Le « Club Oliomed d’Excellence » pourrait changer la donne, en offrant un accompagnement technique et financier. Déjà, des huiles comme celles de Hakim Alache ou d’Amar Kouka se frayent un chemin en Europe, rivalisant avec les mastodontes espagnols ou italiens. Le changement climatique ajoute une couche de complexité. Les sécheresses, de plus en plus fréquentes, menacent les rendements. À M’sila, Mustapha Saoudi raconte une année où la pluie s’est faite si rare que ses oliviers ont à peine donné. « On apprend à s’adapter », dit-il, fataliste. « On investit dans des systèmes d’irrigation, on plante des variétés plus résistantes. Mais parfois, il faut juste prier pour un peu de pluie. »

L’huile d’olive, miroir de l’âme algérienne

Au-delà des médailles et des chiffres, l’huile d’olive est un symbole. Elle est la mémoire d’une terre façonnée par des siècles d’histoire, des Phéniciens aux Ottomans. Elle est le goût des repas partagés, des rires autour d’un plat de chorba ou de mechoui. Elle est, surtout, l’oeuvre de femmes et d’hommes qui refusent de baisser les bras. À Oliomed, cette passion était partout : dans le sourire timide d’un jeune producteur recevant sa première médaille, dans les discussions animées entre agriculteurs échangeant des astuces, dans les regards fiers des familles venues soutenir leurs champions.

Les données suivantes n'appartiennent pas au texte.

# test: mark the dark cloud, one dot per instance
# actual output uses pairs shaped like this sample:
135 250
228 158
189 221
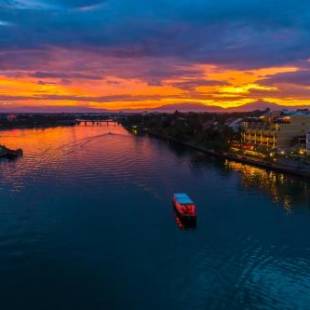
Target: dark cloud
301 77
63 75
191 85
235 33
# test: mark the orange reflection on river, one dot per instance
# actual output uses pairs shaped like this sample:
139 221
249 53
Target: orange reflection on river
277 185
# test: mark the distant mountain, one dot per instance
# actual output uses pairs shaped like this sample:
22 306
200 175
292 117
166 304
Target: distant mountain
171 108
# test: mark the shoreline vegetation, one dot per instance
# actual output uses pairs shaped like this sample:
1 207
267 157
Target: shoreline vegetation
209 134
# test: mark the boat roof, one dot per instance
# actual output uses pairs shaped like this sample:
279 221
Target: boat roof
183 198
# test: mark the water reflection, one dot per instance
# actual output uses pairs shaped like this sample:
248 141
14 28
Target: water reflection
285 190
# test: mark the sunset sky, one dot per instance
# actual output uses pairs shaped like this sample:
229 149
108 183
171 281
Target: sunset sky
129 54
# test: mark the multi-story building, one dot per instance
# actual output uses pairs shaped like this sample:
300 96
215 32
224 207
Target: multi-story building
275 131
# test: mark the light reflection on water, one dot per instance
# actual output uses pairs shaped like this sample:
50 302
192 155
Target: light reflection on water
86 223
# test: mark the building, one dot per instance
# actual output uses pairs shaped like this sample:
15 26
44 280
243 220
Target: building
275 131
308 142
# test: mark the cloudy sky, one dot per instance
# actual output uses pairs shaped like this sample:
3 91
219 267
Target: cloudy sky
120 54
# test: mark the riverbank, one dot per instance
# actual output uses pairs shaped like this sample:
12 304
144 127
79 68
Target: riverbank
275 166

Le concours a aussi révélé la diversité de l’Algérie. Les 22 wilayas représentées formaient un kaléidoscope de terroirs : l’huile douce et herbacée de Blida, l’intense et poivrée de Djelfa, la fruitée de Boussaâda. Chaque bouteille est une lettre d’amour à une région, à une communauté. « Nos huiles, c’est comme nos dialectes », plaisante Nourredine Belout. « Toutes différentes, mais toutes algériennes.»

Un avenir à cueillir

En quittant la salle, les producteurs serraient leurs médailles contre leur coeur, le visage illuminé d’espoir. Pour eux, Oliomed n’est pas une fin, mais un commencement. Un commencement pour conquérir de nouveaux marchés, pour innover, pour transmettre leur savoir aux générations futures. « Cette médaille, je la dédie à mes enfants », murmure Hakim Alache, les larmes aux yeux.

« Pour qu’ils sachent que leur terre peut les porter loin. » L’huile d’olive algérienne a un avenir radieux. Avec des initiatives comme Oliomed, un soutien politique renforcé et une ferveur populaire grandissante, elle pourrait devenir un fleuron de l’économie nationale. Dans chaque goutte, il y a une histoire, un rêve, et la promesse d’un avenir doré. Et tandis que les oliviers continuent de pousser, de Tizi-Ouzou à Boussaâda, ils murmurent un message : l’Algérie, terre d’huile et de coeur, n’a pas fini de briller.